A research team led by Prof. Zhang Ze from the Aerospace Information Research Institute (AIR) of the Chinese Academy of Sciences has developed a hyper-sampling imaging (HSI) technology that enhances the image quality and resolution of digital imaging systems. The study was published in Laser & Photonics Reviews.

Current digital image sensors, such as CCD and CMOS chips, have reached their technical limit in pixel resolution, a core factor in capturing fine details for applications such as astronomy and remote sensing.

In this study, researchers introduced HSI technology to enable sensors with fewer pixels to deliver ultra-high-resolution images.
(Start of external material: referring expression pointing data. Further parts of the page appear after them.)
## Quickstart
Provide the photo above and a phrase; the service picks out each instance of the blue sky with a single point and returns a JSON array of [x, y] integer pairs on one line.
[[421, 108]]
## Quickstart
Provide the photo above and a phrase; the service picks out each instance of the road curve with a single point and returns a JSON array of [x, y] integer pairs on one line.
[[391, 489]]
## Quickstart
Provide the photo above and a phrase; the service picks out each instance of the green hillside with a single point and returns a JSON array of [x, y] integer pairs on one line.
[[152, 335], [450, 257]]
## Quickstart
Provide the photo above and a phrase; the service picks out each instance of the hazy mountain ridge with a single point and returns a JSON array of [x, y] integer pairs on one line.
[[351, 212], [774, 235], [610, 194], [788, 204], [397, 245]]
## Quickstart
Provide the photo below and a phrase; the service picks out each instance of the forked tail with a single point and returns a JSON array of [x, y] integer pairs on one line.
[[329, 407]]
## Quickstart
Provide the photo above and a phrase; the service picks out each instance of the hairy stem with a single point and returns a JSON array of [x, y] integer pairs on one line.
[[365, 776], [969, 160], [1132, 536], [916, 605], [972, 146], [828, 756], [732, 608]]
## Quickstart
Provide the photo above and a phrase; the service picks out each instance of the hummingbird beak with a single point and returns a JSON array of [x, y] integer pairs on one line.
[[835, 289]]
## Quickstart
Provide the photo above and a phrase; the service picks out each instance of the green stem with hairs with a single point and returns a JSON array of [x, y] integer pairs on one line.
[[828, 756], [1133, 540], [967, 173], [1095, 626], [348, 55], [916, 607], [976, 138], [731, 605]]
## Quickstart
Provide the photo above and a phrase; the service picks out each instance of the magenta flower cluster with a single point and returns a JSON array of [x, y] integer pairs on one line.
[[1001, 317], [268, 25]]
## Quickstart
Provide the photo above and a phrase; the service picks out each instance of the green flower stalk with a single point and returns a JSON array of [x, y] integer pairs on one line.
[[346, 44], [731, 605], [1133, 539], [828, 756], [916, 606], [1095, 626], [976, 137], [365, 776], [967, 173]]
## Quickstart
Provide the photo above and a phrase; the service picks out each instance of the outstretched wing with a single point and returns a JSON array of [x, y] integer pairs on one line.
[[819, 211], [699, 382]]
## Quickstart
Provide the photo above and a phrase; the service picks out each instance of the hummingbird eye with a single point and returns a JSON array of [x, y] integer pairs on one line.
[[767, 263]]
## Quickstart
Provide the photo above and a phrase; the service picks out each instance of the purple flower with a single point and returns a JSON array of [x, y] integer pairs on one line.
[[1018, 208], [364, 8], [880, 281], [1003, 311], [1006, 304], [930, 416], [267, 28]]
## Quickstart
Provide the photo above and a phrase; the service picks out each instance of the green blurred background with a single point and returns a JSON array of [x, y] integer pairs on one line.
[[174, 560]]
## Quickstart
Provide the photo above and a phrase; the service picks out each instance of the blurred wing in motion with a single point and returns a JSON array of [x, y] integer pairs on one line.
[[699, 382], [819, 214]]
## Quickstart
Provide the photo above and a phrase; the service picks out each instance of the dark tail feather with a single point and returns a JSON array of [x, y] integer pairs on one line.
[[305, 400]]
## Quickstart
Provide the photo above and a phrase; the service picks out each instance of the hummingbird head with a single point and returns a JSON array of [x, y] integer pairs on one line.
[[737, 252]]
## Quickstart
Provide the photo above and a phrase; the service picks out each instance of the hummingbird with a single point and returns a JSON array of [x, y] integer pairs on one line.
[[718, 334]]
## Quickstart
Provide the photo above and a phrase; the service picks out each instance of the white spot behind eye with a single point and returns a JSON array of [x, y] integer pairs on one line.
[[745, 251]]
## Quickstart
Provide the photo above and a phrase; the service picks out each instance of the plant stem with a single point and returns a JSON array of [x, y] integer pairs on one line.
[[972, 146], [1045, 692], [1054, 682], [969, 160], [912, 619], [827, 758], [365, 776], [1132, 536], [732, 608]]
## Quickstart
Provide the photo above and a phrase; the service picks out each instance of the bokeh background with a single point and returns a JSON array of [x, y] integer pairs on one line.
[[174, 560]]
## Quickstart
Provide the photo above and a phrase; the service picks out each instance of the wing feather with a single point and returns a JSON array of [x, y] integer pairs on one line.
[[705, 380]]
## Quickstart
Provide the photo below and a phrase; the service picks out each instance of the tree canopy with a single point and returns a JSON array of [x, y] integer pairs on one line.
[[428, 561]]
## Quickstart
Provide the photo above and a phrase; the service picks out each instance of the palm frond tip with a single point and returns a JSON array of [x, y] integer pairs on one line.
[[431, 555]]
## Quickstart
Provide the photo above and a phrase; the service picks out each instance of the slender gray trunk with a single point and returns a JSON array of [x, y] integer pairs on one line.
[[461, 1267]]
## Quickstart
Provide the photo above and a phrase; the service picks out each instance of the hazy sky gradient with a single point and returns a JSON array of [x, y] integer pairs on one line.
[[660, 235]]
HSI operates by leveraging an optical steady wave field, which scans digital imaging sensors and extracts fine details beyond the traditional pixel resolution limit.

Using this stable wave field—generated through the transverse-wave-vector-elimination method—the team determined the intra-pixel quantum efficiency of the sensor. This enabled the development of pixel subdivision algorithms that enhance digital cameras’ imaging capabilities without relying on large datasets or creating artificial information.

Unlike traditional super-resolution image algorithms, HSI offers a stable and dataset-independent solution. Tests on various targets—including imaging unmanned aerial vehicles, buildings, high-speed trains, and the moon—proved this method’s robustness.

HSI could be widely employed in satellite remote sensing, infrared night vision, and security surveillance, by delivering ultra-high-resolution images at a fraction of the cost required for upgrading current hardware. For example, using HSI, a 2k × 2k infrared imaging chip can achieve a pixel resolution of over 8k × 8k—levels that current commercial chips cannot achieve.

This study demonstrates the potential of HSI technology. However, additional computational power is required to implement HSI on a larger scale.